나는 4 별개의 사용자가 방문을 시뮬레이션 한 BigQuery에서 찾을 수있는 동일한 스키마를 사용하는 웹 사이트 ga_sessions

일부 내 가정은 실제 데이터와 약간 다를 수 있습니다. 이 경우에 알려주십시오. 모의 데이터를 좀 더 정확한 답변을위한 가이드로 적용 할 수 있습니다. (실제로 이러한 모의 작업을 사용하여 프로덕션 환경에서 통합 테스트를 실행하여 도움이 될 수 있습니다.) hits.page.pagepath=tshirt

  • 는 그들은 항상 해고 될 때

    customDimensions
    1. 만 해고 : 내가 한

      가정은 (내가 틀렸다면 정정 해줘)이었다. 즉, "tshirt"페이지를 방문 할 때마다 관례가 시작됩니다.

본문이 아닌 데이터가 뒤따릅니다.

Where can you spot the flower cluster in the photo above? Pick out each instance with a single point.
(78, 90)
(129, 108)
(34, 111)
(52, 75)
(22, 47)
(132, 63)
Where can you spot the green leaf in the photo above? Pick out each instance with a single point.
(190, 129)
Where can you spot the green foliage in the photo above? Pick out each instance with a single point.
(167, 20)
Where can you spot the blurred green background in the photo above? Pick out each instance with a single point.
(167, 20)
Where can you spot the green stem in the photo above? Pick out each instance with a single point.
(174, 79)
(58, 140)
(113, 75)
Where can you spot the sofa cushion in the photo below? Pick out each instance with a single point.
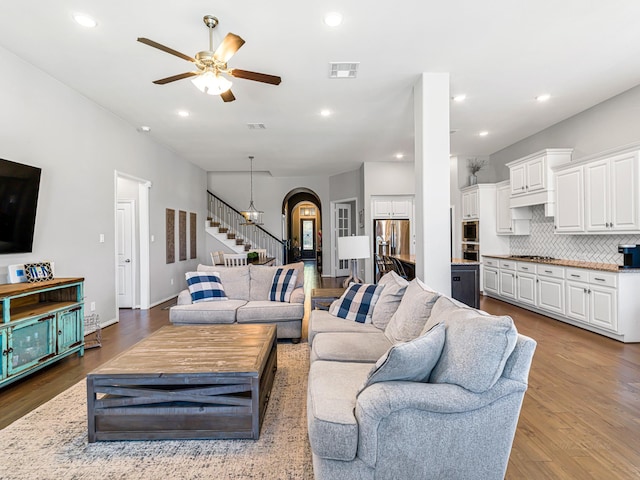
(349, 347)
(322, 321)
(264, 311)
(282, 284)
(206, 312)
(331, 399)
(412, 314)
(357, 302)
(476, 348)
(390, 298)
(205, 287)
(411, 361)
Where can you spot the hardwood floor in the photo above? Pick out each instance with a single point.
(580, 418)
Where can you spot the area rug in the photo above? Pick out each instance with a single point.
(51, 442)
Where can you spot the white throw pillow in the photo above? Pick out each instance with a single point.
(411, 361)
(390, 298)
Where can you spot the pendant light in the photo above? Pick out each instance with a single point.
(252, 215)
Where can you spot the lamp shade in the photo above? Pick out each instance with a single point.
(353, 247)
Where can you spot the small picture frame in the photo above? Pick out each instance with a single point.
(38, 272)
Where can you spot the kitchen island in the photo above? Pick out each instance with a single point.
(465, 281)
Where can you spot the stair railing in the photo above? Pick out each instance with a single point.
(254, 235)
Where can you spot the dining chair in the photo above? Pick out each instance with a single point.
(235, 259)
(217, 258)
(262, 253)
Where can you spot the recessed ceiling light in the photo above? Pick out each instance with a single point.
(332, 19)
(84, 20)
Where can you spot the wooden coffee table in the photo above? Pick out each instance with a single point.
(188, 381)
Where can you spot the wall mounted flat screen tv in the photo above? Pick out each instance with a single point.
(19, 185)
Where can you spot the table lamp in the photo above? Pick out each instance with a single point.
(352, 248)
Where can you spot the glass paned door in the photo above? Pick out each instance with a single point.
(308, 233)
(343, 229)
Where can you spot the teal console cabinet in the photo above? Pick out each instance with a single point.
(41, 323)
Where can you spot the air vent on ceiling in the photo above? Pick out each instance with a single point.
(343, 69)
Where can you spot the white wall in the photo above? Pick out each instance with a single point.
(268, 195)
(79, 145)
(609, 124)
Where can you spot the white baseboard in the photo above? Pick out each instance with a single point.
(155, 304)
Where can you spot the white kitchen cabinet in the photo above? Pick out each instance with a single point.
(529, 177)
(551, 294)
(577, 300)
(602, 307)
(602, 301)
(532, 181)
(507, 283)
(392, 207)
(550, 286)
(510, 221)
(470, 206)
(611, 194)
(507, 274)
(490, 280)
(569, 217)
(526, 283)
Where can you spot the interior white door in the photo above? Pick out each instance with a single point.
(124, 252)
(343, 229)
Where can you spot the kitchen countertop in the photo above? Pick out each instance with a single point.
(411, 259)
(605, 267)
(462, 261)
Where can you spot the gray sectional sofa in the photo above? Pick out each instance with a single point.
(247, 289)
(431, 389)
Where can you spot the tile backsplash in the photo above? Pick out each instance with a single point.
(592, 248)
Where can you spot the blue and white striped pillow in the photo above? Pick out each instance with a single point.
(205, 287)
(357, 302)
(283, 283)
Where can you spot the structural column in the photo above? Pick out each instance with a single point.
(431, 111)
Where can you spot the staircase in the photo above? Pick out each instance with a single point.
(224, 224)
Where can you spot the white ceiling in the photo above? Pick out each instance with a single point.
(501, 54)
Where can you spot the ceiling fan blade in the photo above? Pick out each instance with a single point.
(228, 47)
(180, 76)
(159, 46)
(227, 96)
(258, 77)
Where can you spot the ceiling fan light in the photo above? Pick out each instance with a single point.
(211, 84)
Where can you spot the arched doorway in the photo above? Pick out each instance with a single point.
(302, 217)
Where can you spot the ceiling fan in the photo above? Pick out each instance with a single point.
(212, 64)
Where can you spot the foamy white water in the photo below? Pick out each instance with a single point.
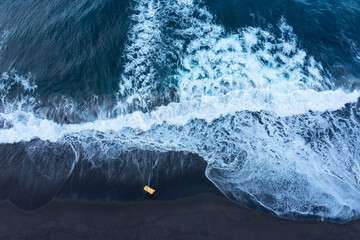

    2. eventAction 클릭이 발생하면 customDimensions이 동시에 실행되지 않습니다. 즉, hitNumber에 이벤트가 발생하고 다른 이벤트에 맞춤 이벤트가 발생합니다.

    이 예상 결과를 줄 수 있습니다 결과

    select 
        user_id, 
        country, 
        _split, 
        sum(page_hits) page_hits, 
        sum(CTA_event_hit) CTA_event_hit 
    from(
    select 
        max(user_id) user_id, 
        max(country) country, 
        max(_split) _split, 
        max(page_hits) page_hits, 
        max(CTA_event_hit) CTA_event_hit 
    from(
    select 
        fv, 
        v, 
        user_id, 
        country, 
        _split, 
        count(case when user_id is not null then 1 end) page_hits, 
        sum(click_flag) CTA_event_hit 
    from(
    select 
        fullvisitorid fv, 
        visitid v, 
        (select custd.value from unnest(hits.customdimensions) custd where custd.index = 1) user_id, 
        (select custd.value from unnest(hits.customdimensions) custd where custd.index = 4) country, 
        (select custd.value from unnest(hits.customdimensions) custd where custd.index = 7) _split, 
        case when hits.eventinfo.eventcategory = 'specific_category' and hits.eventinfo.eventlabel = 'specific_label' and hits.eventinfo.eventaction = 'upsell' then 1 end click_flag 
    from mock_data, 
    unnest(hits) hits 
    where 1 = 1 
        and hits.page.pagepath = 'tshirt' 
    ) 
    group by fv, v, user_id, country, _split 
    ) 
    group by fv, v 
    having user_id is not null 
    ) 
    group by user_id, country, _split 
    

    : 기본적으로

    enter image description here

    를, (가) USER_ID 검색 할 몇 가지 subselect 쿼리, 국가가균열. 모든 세션 (visitid)에 대해 데이터는 MAX 연산자를 사용하여 집계되며 마지막으로 user_id, 국가 및 분할 수준에 최종 집계가 있습니다.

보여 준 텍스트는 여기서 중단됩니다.